Obs 2: Os demais segmentos (aorta descendente, ilíacas e femorais) não necessitam de sincronização com ECG ou cortes <1 mm.
d) Confirme se o contraste está na fase arterial e identifique artefatos
A fase arterial (ou seja, quando o constraste atinge a circulação sistêmica e a TC realiza a imagem) bem marcada é fundamental para avaliar corretamente o anel, os seios de Valsalva, a junção sinotubular e a relação com as coronárias. Erros podem acontecer, com problemática na injeção, sincronização ou volume de constraste, comprometendo a qualidade do exame.

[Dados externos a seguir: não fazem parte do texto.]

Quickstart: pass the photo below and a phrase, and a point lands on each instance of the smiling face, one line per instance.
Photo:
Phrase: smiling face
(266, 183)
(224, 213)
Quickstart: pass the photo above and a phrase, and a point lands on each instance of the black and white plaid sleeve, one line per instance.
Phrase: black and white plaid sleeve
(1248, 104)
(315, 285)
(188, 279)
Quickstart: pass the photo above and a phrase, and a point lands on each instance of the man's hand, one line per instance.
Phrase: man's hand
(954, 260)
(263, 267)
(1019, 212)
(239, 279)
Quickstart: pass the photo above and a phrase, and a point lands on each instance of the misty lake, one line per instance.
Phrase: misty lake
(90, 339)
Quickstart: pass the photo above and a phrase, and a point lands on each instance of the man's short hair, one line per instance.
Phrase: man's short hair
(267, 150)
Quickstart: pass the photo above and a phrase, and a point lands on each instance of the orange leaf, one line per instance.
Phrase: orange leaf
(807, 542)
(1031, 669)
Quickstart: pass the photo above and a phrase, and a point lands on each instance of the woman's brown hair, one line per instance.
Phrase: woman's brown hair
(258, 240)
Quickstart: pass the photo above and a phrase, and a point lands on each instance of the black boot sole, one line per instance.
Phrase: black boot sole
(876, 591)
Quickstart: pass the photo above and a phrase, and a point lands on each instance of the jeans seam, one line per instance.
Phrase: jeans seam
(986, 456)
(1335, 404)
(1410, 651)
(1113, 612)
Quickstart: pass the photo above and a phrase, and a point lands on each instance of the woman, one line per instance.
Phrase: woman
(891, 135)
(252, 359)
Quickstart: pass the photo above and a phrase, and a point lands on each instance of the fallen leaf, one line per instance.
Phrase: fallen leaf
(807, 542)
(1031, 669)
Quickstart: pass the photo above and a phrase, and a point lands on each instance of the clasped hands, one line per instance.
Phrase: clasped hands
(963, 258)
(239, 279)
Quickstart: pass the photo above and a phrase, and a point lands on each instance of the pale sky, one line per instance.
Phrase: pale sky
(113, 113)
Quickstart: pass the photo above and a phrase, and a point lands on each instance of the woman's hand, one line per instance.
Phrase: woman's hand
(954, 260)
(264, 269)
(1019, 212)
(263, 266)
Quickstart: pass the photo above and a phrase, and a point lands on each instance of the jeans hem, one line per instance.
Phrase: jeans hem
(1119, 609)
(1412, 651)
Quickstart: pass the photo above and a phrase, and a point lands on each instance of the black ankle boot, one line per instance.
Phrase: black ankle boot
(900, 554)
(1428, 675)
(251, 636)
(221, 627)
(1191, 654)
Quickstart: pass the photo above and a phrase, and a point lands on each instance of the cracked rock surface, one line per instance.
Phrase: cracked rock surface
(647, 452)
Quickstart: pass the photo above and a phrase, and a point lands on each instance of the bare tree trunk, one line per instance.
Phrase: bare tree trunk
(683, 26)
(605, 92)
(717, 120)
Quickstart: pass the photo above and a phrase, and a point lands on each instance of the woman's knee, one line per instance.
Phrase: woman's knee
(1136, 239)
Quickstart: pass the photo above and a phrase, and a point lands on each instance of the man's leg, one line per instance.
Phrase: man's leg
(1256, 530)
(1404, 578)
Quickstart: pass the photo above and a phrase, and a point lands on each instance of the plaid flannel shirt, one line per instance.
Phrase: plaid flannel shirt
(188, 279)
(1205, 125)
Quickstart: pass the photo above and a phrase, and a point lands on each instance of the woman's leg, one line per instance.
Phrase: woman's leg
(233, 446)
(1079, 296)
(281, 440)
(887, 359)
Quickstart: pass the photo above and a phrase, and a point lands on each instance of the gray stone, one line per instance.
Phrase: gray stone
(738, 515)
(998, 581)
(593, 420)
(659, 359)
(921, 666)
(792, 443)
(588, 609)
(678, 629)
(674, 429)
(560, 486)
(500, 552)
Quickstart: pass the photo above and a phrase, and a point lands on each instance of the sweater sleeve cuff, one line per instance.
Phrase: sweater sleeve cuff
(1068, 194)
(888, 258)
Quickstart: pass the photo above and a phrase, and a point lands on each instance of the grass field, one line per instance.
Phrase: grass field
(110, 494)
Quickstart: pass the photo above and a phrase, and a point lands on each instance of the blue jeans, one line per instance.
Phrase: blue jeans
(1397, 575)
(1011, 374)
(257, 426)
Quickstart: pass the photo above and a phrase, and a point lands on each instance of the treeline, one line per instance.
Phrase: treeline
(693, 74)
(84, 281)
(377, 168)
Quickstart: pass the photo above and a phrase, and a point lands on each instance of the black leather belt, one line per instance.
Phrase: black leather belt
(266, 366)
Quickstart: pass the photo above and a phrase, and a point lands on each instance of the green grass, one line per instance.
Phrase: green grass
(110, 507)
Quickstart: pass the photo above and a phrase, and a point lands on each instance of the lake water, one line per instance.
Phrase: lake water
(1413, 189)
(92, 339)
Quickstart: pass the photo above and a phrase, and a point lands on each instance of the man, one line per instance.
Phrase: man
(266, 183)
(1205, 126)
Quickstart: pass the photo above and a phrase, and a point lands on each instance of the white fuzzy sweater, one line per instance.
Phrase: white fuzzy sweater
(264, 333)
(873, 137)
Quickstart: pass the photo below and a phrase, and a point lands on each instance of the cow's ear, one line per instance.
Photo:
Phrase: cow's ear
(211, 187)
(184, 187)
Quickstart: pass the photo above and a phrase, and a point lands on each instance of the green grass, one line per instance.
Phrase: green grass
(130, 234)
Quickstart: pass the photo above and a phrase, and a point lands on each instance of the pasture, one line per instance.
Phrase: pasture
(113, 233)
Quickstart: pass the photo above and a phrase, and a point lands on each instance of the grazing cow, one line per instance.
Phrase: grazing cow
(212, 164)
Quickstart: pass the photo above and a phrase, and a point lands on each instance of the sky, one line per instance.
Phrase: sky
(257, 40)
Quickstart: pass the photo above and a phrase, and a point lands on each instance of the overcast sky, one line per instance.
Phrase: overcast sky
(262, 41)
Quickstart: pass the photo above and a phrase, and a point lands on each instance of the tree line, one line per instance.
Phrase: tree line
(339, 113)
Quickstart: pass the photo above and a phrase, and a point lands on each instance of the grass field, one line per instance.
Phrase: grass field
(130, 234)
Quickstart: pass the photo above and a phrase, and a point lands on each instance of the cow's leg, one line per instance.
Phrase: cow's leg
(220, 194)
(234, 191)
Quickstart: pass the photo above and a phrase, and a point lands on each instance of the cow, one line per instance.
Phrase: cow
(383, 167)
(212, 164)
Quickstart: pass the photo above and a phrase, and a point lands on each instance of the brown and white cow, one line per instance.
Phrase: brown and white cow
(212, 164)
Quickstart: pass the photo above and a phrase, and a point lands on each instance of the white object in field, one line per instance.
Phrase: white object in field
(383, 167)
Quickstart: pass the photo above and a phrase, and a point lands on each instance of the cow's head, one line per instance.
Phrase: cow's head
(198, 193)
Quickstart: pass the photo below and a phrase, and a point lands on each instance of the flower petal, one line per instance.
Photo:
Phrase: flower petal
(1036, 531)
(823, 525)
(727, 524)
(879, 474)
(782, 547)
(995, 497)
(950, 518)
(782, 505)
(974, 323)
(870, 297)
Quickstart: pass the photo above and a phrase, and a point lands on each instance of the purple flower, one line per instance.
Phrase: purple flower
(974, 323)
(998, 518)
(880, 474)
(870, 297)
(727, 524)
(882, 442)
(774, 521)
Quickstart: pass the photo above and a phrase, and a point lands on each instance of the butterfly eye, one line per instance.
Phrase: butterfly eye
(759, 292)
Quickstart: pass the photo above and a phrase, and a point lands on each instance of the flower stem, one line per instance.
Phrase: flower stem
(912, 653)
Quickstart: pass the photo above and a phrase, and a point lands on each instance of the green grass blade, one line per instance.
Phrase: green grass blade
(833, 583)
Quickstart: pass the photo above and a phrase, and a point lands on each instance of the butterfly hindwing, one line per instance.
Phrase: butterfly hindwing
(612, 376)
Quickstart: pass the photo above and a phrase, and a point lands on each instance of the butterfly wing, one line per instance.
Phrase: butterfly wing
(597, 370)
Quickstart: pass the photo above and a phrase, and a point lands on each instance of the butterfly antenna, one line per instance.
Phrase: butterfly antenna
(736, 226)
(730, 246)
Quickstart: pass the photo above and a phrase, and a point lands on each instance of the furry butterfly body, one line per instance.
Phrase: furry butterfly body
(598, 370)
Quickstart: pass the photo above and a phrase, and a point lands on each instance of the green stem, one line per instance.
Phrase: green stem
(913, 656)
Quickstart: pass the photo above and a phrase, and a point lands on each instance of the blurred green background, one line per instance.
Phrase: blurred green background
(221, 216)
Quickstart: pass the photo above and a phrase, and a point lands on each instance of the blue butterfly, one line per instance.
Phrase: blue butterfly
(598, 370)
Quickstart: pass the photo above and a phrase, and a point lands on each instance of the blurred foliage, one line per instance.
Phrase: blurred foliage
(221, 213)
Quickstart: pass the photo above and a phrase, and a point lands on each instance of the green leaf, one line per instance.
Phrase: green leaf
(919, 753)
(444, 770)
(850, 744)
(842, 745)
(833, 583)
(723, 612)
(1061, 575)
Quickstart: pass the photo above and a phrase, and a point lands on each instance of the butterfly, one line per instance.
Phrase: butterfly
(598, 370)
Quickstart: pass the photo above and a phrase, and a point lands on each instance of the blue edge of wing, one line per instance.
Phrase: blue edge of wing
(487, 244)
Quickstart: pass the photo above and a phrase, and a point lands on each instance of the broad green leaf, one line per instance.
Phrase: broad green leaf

Portanto, mesmo que haja no arquivo DICOM informações sobre a espessura e sincronização, seja crítico e fique atento também a fase arterial adequada e artefatos (de movimento, por exemplo) que possam comprometer a análise.
Quanto a anatomia tomográfica, fique tranquilo. Nas próximas publicações vamos aprofundando e revisando isso.

Em resumo:
A TAVI já é uma realidade na rotina do Cirurgião. Dessa forma, saber indicar e planejar o procedimento é fundamental.
Para avaliar inicialmente a angioTC com protocolo TAVI, faça:
Identifique corretamente o paciente.
Verifique as fases da tomografia, espessura dos cortes e a sincronização.
Certifique-se a qualidade do contraste e se não há artefatos de movimento
Nas próximas publicações, vamos seguir o nosso roteiro, comentando os próximos passos.
Referências: 1.Blanke P, Weir-McCall JR, Achenbach S, et al. Computed Tomography Imaging in the Context of Transcatheter Aortic Valve Implantation (TAVI)/Transcatheter Aortic Valve Replacement (TAVR): An Expert Consensus Document of the Society of Cardiovascular Computed Tomography. JACC Cardiovasc Imaging. 2019;12(1):1-24. doi:10.1016/j.jcmg.2018.12.003
2.Nishida K, Yokoi Y, Yamada A, Takaya N, Yamagiwa K, Kawada S, Mori K, Manabe S, Kanda E, Fujioka T, Kishino M, Tateishi U (2020) Optimal phase analysis of electrocardiogram-gated computed tomography angiography in patients with Stanford type A acute aortic dissection. Euro J Radiol Open 7:100289
3.Toggweiler S, Loretz L, Wolfrum M, Buhmann R, Fornaro J, Bossard M, Attinger-Toller A, Cuculi F, Roos J, Leipsic JA, Moccetti F. Relevance of Motion Artifacts in Planning Computed Tomography on Outcomes After Transcatheter Aortic Valve Implantation. Struct Heart. 2023 Aug 3;7(6):100214. doi: 10.1016/j.shj.2023.100214. PMID: 38046862; PMCID: PMC10692358.